Secondly, this achievement can be applied to medical testing. By shifting infrared light to the visible light spectrum, it is possible to detect protein binding and conformational changes, as well as interactions between drug molecules and target molecules, thereby completely suppressing the infrared light background noise at the detection port, and thus helping to improve the sensitivity and performance of medical testing.Once again, the results of this study can be applied to food testing and national defense security, that is, by combining nonlinear metasurfaces, as well as tunable nonlinear metasurfaces, it is expected to achieve super-resolution imaging technology in the infrared band.

Transform infrared images into visible light

Infrared detection has long been widely used in various fields.
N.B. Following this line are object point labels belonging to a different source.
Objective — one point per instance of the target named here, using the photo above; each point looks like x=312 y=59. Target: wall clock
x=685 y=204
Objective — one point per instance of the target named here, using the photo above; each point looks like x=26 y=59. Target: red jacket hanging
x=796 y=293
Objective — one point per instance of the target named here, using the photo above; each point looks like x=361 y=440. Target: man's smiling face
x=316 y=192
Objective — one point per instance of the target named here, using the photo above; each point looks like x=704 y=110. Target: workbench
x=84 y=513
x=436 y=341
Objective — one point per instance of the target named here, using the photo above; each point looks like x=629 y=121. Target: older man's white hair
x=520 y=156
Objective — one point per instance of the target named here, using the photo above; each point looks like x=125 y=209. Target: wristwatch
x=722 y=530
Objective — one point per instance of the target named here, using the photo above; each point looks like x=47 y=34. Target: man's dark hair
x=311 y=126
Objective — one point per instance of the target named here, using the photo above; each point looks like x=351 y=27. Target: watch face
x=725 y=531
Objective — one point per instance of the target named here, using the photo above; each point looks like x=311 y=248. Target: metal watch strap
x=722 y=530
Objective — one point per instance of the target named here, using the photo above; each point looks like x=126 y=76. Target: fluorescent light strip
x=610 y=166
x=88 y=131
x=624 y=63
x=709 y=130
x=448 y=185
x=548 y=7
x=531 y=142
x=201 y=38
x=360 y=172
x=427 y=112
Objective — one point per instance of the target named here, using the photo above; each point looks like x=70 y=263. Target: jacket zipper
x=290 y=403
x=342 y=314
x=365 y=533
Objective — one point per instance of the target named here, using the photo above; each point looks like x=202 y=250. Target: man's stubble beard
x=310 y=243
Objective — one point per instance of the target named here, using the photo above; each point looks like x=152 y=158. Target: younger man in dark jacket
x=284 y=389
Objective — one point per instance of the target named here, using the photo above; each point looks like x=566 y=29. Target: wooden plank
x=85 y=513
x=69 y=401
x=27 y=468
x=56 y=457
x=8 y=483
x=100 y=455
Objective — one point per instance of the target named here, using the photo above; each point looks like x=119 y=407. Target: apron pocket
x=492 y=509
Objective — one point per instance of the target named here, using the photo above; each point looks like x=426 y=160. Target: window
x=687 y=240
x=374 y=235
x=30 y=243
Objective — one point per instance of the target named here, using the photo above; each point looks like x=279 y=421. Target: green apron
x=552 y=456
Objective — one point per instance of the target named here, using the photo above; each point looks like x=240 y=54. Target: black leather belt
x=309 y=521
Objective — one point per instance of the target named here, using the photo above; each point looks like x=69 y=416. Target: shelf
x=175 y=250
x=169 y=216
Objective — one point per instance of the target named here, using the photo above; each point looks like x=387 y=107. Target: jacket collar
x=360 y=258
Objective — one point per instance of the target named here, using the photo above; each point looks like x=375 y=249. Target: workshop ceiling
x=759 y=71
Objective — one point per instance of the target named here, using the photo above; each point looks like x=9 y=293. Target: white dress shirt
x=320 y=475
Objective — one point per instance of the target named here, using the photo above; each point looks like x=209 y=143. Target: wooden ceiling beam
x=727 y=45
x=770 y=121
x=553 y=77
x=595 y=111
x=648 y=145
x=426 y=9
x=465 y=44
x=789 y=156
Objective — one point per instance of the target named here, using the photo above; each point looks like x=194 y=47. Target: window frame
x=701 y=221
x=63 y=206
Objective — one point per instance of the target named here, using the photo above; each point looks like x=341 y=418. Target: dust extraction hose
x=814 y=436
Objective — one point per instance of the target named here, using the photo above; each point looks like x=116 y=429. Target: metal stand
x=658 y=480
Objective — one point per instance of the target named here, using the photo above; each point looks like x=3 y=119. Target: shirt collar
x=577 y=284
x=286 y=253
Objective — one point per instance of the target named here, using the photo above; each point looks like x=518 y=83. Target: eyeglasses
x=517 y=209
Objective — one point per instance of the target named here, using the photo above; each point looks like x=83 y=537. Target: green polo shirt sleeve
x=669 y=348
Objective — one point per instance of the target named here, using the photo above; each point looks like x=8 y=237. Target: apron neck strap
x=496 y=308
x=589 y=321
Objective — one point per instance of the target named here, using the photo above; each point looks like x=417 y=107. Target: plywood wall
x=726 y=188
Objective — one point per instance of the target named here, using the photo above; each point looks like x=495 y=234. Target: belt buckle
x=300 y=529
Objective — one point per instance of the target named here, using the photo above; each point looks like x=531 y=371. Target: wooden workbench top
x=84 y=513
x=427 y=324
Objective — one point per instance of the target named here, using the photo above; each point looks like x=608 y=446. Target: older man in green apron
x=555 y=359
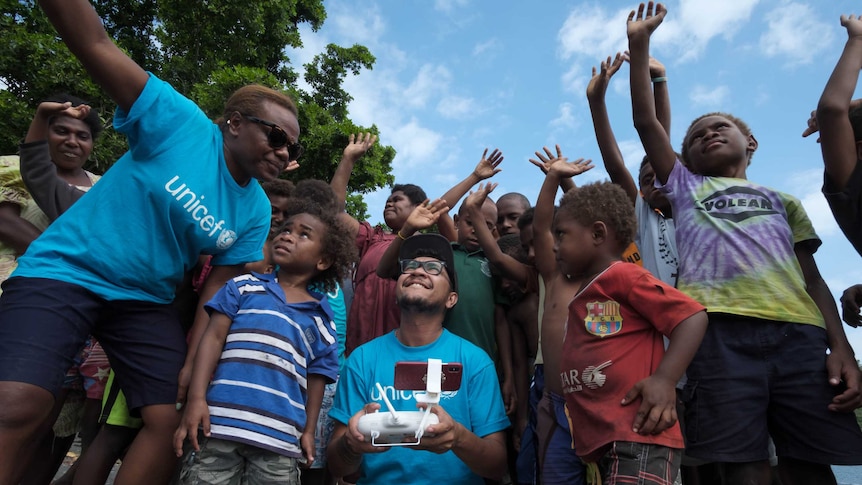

For example, by measuring the absorption of materials to infrared radiation, it can provide information about molecular structures and chemical bonds, hence it has great potential in medical diagnostics, video quality control, environmental monitoring, night vision, and security.

The continuous innovation and development of infrared detection technology is expected to promote its application in medical, food, environmental protection, and security fields.

However, the current challenge of infrared detection technology is that most infrared detectors are based on thermal detectors. Although the cost is relatively low, the speed is slow, and the sensitivity is insufficient, which severely limits their performance.Semiconductor detectors, as an alternative choice, have the advantage of high sensitivity, but they often require special cooling and complex processing techniques, or they need extremely low temperatures to maintain appropriate performance levels.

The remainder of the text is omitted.